I'm very surprised that the first freestanding Gap store in the metro would be in an old strip mall in MWC. Good for them though.

----------


## oneforone

It should be noted that GAP Inc. owns Old Navy and it will more than likely be an Old Navy store. GAP Inc. probably signed the lease with intention of opening an Old Navy.

----------


## bombermwc

I would almost bet that the North Star folks made a What-A-Deal for Gap Inc. That location on 15th and Key (really Midwest) is a pretty good sized space. It would comfortably fit any Gap Inc store, but like you, I would bet it's an Old Navy rather than a Gap. What I will be interested in is the facade work. North Star crapped out once they got to that section (phase III) and really pissed me off. Their renovation on Uptown really pooped out and they never replied when I asked about it...repeatedly. And I'm wondering where Langston's is going to fit too. I don't really know of any other spaces that size in the Uptown area that it would fit. Maybe it would be best if they moved into where Office Depot is coming out of?  :Smile: 

What is weird, is Sooner Investments complained for years about West Side being there because they said it affected restauruants coming in because of the proximity for liquor laws. Except that's a bunch of crap because Santa Fe is a stone's throw away. And what do we have now, Office Depot and McAlister's going in. I just hope the Office Depot space doesn't go vacant for long.
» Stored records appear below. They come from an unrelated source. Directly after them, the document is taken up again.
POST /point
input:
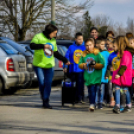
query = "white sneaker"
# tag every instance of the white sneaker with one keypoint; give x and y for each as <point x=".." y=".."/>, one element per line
<point x="91" y="107"/>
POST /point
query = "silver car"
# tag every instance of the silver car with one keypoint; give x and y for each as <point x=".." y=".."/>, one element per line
<point x="58" y="69"/>
<point x="13" y="71"/>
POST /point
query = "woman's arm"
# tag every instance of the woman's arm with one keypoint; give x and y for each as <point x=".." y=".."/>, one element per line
<point x="60" y="57"/>
<point x="34" y="46"/>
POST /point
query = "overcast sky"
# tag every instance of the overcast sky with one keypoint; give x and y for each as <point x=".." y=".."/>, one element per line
<point x="118" y="10"/>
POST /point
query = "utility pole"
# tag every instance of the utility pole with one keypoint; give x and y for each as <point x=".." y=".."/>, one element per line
<point x="53" y="12"/>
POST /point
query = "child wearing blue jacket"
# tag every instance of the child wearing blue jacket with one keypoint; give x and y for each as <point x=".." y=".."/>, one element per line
<point x="73" y="54"/>
<point x="100" y="93"/>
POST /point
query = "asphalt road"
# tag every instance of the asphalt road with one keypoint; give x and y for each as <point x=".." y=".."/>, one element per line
<point x="22" y="113"/>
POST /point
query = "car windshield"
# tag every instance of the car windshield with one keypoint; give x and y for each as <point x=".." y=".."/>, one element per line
<point x="16" y="46"/>
<point x="8" y="49"/>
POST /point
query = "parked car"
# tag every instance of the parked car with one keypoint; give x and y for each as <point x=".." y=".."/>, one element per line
<point x="13" y="71"/>
<point x="27" y="55"/>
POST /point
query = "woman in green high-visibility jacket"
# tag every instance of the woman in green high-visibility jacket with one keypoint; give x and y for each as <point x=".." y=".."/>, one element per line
<point x="45" y="48"/>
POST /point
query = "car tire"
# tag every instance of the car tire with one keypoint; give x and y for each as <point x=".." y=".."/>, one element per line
<point x="1" y="87"/>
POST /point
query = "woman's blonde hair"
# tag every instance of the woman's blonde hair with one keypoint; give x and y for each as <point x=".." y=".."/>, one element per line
<point x="122" y="43"/>
<point x="90" y="40"/>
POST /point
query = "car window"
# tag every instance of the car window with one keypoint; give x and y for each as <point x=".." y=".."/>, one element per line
<point x="8" y="49"/>
<point x="17" y="46"/>
<point x="2" y="52"/>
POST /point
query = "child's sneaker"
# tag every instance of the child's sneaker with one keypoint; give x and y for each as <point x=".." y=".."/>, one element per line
<point x="122" y="110"/>
<point x="127" y="109"/>
<point x="100" y="106"/>
<point x="91" y="108"/>
<point x="96" y="106"/>
<point x="116" y="110"/>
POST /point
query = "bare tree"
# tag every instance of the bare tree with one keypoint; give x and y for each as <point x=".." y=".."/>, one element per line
<point x="102" y="20"/>
<point x="21" y="16"/>
<point x="130" y="25"/>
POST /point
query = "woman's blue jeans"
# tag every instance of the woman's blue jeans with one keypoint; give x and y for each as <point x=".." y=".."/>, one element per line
<point x="45" y="77"/>
<point x="117" y="95"/>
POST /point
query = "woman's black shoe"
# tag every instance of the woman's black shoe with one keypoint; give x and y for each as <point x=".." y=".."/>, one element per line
<point x="46" y="104"/>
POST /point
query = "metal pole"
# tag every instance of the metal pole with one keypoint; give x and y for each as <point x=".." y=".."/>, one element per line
<point x="53" y="12"/>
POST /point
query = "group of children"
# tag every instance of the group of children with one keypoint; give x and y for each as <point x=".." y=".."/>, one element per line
<point x="103" y="65"/>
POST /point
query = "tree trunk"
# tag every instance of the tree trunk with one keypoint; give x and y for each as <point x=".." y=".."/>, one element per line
<point x="22" y="34"/>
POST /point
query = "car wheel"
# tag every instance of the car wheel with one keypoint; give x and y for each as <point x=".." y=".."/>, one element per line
<point x="1" y="87"/>
<point x="27" y="85"/>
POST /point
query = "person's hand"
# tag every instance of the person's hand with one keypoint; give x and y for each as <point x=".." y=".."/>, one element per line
<point x="85" y="66"/>
<point x="111" y="69"/>
<point x="117" y="76"/>
<point x="65" y="70"/>
<point x="68" y="63"/>
<point x="47" y="46"/>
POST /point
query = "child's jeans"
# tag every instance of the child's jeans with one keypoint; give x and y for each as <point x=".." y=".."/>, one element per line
<point x="100" y="94"/>
<point x="117" y="95"/>
<point x="92" y="93"/>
That center on Air Depot has had a hard time keeping large tenants in the past, but I believe it would be the only empty space in the building now....really in that whole area people claim is dead, even though the mall is the only empty thing there.
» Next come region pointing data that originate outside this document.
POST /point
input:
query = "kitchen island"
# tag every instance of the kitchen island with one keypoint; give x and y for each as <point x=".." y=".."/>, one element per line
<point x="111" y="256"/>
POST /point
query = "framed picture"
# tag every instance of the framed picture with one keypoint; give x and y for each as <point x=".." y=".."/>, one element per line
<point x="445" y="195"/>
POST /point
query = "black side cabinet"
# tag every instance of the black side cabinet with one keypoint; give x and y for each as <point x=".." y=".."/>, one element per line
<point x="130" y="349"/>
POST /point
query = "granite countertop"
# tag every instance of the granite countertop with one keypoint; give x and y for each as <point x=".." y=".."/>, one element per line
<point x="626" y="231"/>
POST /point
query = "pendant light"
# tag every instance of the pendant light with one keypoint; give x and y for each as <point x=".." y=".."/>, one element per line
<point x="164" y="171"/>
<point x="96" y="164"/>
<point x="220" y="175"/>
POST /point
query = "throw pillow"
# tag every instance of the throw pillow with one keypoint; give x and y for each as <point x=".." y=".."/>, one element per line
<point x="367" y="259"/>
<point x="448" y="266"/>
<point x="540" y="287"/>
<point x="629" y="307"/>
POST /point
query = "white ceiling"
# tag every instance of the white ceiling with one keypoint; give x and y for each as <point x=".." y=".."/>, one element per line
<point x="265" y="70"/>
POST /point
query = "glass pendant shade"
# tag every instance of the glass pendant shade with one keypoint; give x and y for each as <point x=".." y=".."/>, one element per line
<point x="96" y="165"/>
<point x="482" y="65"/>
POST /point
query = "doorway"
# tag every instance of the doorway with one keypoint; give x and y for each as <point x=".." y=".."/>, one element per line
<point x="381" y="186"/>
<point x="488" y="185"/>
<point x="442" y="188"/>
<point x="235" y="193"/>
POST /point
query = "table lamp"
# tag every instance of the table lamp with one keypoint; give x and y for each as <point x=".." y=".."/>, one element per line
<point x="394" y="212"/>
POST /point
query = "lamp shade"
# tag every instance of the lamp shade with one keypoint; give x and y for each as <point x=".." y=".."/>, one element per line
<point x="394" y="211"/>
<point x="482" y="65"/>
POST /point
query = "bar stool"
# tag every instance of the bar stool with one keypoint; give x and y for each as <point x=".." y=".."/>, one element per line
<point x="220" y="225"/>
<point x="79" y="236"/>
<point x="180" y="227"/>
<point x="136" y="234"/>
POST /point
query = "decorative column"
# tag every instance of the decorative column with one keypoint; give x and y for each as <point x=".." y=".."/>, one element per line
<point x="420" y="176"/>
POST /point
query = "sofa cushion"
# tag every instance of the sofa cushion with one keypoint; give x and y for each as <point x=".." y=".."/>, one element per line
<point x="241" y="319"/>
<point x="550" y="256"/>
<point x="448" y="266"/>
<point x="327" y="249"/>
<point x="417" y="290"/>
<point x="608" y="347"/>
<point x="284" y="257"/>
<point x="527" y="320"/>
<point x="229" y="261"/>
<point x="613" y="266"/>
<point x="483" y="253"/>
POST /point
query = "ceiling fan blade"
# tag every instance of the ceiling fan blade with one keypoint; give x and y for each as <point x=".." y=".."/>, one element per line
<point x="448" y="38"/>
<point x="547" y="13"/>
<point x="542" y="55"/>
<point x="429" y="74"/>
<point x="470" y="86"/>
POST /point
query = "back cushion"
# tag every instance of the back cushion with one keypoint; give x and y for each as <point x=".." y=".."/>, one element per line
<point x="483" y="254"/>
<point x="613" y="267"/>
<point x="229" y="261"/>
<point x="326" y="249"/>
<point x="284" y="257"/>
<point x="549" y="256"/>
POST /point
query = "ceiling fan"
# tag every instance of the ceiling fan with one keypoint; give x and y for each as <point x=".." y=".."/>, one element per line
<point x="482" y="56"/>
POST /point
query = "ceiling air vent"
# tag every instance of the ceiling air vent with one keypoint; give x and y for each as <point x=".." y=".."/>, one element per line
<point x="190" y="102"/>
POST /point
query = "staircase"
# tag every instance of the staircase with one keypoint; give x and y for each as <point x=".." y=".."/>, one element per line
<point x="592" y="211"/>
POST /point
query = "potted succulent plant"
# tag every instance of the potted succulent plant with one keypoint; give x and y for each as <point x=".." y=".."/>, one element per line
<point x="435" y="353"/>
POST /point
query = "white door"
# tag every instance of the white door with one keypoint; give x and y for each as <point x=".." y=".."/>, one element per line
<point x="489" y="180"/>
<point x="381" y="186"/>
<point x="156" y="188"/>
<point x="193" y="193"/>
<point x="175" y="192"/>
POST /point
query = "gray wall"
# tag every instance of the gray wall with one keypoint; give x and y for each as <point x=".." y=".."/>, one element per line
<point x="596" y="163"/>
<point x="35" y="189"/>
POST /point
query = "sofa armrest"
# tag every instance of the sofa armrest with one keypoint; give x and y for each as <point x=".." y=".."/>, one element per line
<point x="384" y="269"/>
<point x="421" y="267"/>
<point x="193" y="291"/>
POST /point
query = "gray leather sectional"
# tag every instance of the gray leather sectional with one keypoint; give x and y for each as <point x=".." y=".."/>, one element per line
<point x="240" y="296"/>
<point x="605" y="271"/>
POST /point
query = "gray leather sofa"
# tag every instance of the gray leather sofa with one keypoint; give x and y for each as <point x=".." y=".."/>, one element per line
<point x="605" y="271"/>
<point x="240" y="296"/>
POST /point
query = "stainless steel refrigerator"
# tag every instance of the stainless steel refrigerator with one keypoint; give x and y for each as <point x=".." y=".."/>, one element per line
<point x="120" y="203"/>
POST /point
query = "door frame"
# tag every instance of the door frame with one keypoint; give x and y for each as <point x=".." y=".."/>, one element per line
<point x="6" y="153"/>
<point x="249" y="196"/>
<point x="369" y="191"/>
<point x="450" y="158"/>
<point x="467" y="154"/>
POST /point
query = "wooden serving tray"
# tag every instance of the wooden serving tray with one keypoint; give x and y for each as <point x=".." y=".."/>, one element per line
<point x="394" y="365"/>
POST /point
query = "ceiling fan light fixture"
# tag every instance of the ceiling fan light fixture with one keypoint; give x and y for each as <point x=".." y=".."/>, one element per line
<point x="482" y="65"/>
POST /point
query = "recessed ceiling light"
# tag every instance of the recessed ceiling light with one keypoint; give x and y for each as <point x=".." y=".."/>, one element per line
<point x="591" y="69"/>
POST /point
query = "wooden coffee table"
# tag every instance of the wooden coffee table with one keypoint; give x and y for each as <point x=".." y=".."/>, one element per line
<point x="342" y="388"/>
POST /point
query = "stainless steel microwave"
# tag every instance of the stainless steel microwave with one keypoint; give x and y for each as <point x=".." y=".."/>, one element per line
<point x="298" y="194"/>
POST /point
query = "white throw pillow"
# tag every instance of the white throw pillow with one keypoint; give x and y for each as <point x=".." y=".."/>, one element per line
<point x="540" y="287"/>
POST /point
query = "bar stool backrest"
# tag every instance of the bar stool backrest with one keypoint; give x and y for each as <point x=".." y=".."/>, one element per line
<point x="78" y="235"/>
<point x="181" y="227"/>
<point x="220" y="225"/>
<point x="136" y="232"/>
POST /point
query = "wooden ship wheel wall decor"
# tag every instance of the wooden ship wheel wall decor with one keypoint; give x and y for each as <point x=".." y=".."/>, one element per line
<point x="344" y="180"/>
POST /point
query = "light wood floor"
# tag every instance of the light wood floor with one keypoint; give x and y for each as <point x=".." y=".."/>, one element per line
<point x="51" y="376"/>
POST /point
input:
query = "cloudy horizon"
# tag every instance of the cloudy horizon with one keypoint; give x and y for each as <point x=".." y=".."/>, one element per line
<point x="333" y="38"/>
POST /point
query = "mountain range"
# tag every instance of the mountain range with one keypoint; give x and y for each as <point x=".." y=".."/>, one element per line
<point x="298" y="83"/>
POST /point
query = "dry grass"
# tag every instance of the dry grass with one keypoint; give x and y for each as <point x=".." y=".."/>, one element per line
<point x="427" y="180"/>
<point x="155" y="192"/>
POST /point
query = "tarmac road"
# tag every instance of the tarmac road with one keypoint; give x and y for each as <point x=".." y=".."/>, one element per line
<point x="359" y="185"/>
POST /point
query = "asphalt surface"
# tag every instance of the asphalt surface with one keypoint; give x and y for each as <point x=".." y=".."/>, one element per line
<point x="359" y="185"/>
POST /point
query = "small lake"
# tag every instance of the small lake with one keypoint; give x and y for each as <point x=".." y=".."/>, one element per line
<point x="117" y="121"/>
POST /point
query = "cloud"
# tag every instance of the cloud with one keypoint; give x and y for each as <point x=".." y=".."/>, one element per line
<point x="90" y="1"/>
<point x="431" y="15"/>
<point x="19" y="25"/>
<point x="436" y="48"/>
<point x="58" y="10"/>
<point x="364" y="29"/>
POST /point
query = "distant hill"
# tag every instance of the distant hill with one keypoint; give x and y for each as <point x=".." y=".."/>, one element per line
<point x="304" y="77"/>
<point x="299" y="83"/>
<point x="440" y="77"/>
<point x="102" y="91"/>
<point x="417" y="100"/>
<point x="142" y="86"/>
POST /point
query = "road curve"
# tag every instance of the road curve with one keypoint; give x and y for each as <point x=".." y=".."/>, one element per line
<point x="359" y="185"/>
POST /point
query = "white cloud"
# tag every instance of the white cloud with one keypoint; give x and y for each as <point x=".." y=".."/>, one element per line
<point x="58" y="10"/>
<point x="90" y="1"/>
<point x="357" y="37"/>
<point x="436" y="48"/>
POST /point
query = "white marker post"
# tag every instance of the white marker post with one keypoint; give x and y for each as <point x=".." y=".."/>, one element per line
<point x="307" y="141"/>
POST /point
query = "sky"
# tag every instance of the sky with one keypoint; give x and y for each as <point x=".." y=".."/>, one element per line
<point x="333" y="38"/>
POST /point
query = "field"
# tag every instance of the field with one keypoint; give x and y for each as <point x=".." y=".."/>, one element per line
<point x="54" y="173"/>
Now, what I'd really like to see is that hole next to Best Buy fill in!

----------


## Soonerman

> It should be noted that GAP Inc. owns Old Navy and it will more than likely be an Old Navy store. GAP Inc. probably signed the lease with intention of opening an Old Navy.
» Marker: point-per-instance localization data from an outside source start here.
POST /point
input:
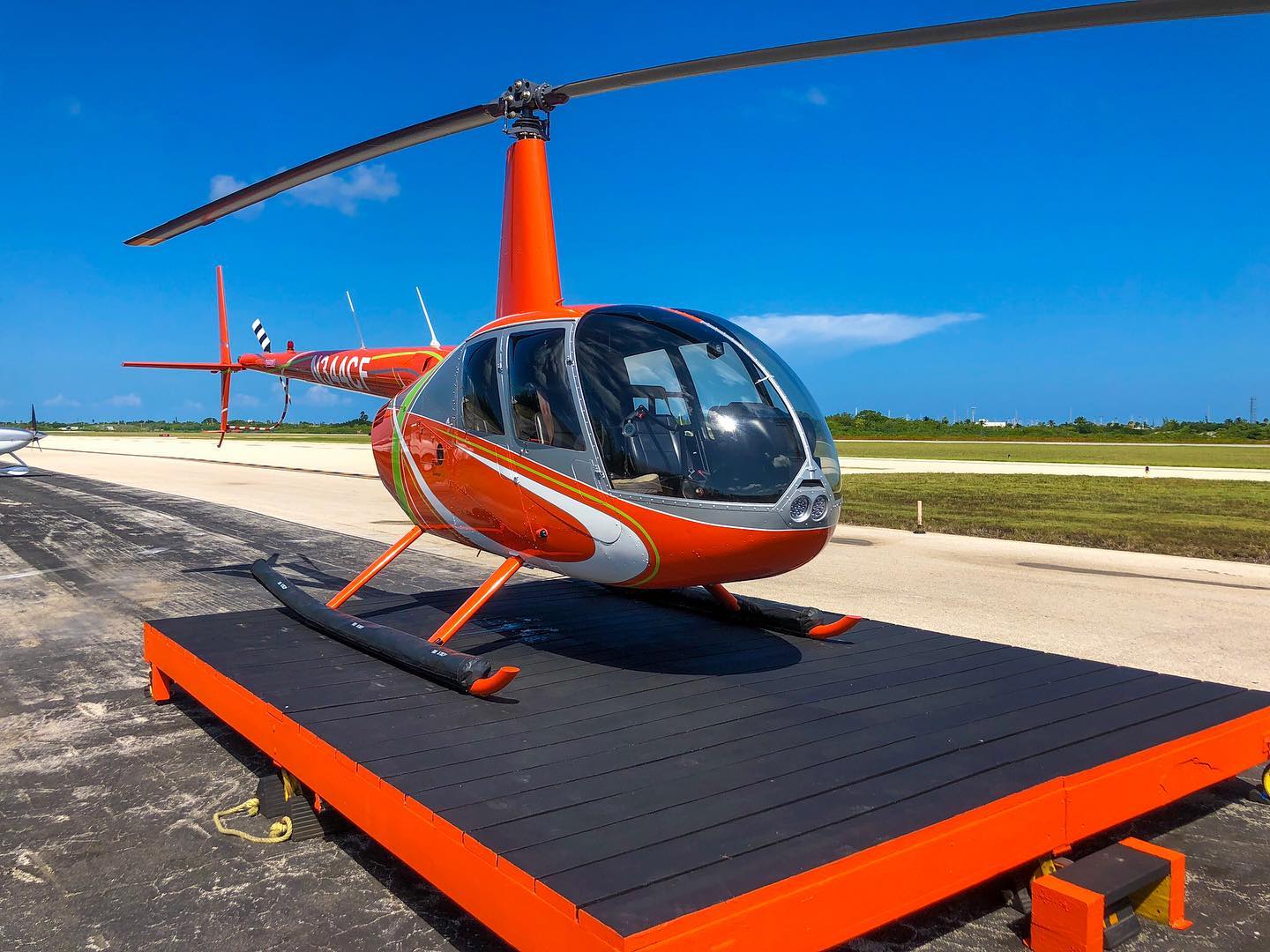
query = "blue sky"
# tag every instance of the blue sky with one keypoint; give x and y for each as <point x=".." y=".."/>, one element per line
<point x="1048" y="225"/>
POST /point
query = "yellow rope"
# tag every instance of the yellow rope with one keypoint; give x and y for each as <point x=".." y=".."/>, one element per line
<point x="279" y="831"/>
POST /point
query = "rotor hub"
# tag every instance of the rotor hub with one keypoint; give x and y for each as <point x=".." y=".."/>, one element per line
<point x="521" y="104"/>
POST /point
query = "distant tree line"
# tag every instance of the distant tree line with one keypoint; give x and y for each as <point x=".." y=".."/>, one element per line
<point x="871" y="424"/>
<point x="866" y="424"/>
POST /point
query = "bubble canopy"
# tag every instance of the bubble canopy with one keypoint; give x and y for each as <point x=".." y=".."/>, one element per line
<point x="681" y="407"/>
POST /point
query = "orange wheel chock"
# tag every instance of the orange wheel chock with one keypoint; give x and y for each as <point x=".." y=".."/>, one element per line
<point x="828" y="631"/>
<point x="494" y="683"/>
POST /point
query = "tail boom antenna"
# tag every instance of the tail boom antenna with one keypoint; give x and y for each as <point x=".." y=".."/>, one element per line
<point x="432" y="331"/>
<point x="357" y="324"/>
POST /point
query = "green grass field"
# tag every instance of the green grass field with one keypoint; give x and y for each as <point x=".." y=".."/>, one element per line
<point x="1240" y="457"/>
<point x="1201" y="518"/>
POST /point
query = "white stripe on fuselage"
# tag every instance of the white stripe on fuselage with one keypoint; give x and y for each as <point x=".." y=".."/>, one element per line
<point x="619" y="562"/>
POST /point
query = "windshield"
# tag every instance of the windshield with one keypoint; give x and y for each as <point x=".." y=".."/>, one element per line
<point x="680" y="410"/>
<point x="814" y="427"/>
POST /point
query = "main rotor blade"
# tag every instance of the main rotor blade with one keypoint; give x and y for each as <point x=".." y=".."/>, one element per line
<point x="1018" y="25"/>
<point x="461" y="121"/>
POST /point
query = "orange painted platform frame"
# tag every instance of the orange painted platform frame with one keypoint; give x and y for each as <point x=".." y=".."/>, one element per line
<point x="814" y="911"/>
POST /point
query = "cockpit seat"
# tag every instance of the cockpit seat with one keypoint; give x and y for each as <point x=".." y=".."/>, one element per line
<point x="649" y="485"/>
<point x="652" y="447"/>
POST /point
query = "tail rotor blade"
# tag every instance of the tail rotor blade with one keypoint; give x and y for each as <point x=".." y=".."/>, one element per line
<point x="227" y="376"/>
<point x="260" y="335"/>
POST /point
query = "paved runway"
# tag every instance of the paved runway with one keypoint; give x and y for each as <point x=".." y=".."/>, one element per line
<point x="1169" y="614"/>
<point x="355" y="458"/>
<point x="106" y="800"/>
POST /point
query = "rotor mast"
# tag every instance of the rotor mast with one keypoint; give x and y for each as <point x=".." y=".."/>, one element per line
<point x="528" y="271"/>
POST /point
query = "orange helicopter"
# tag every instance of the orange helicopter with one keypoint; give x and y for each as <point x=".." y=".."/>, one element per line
<point x="630" y="446"/>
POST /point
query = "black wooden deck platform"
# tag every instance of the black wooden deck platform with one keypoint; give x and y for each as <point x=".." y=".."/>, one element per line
<point x="649" y="762"/>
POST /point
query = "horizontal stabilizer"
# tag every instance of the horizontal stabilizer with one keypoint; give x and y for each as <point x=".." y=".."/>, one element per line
<point x="169" y="366"/>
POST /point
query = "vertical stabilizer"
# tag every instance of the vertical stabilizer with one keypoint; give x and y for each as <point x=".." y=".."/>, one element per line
<point x="528" y="274"/>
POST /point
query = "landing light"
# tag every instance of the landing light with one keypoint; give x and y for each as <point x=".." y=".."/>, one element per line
<point x="799" y="508"/>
Thats what I'm thinking as well. But I'd figure Old Navy would want to be in that 29th street center by Target.

----------


## Lauri101

According to MWC Building permits office - In addition to McAllisters and Dicks and "an office supply", there will be a Schlotsky's built further north toward's the Fairchild end of that lot.  The over all plan - that entire area will be infilled with perhaps some residential rentals above retail. 
 And Target is slated to expand to add more groceries - including meat and produce! Who knew getting a building permit could be so informative?

----------


## bombermwc

I'm glad to see Schlotzkys coming back!

And Target??? YIPEEEE!!!

I was suprised by the Old Navy thing as well. Especially with that large open lot next to Best Buy and Ulta....seems like a perfect fit. But it is in "the back" of the development. On 15th, they get front door presense...and probably cheaper rent. Although it's not often you find one that far from the highway. I'm hoping that spurs Sooner Properties to get off the crap-wagon and finish their updates on Uptown. It still pisses me off they let the most filled section get by with just a paint job and not any actual work.

----------


## so1rfan

I hope that Scholtsky's hires decent help. One of the main reasons I quit eating at the MWC one before it closed was the employees all looked like post-apocalyptical druggies from an 80's horror film.

----------


## bombermwc

I call that character...lol

----------


## plmccordj

The link above does not work anymore.  I can't get eastword to load at all. Does anyone have the article they can post?  I can only assume from postings here that several stores incliding Gap/Old Navy, Dick's Sporting Goods, Schlotzsky's is moving into the UPtown shopping centers at SE 15th between Key and Midwest Blvd?  Is that right?

----------


## Lauri101

> The link above does not work anymore.  I can't get eastword to load at all. Does anyone have the article they can post?  I can only assume from postings here that several stores incliding Gap/Old Navy, Dick's Sporting Goods, Schlotzsky's is moving into the UPtown shopping centers at SE 15th between Key and Midwest Blvd?  Is that right?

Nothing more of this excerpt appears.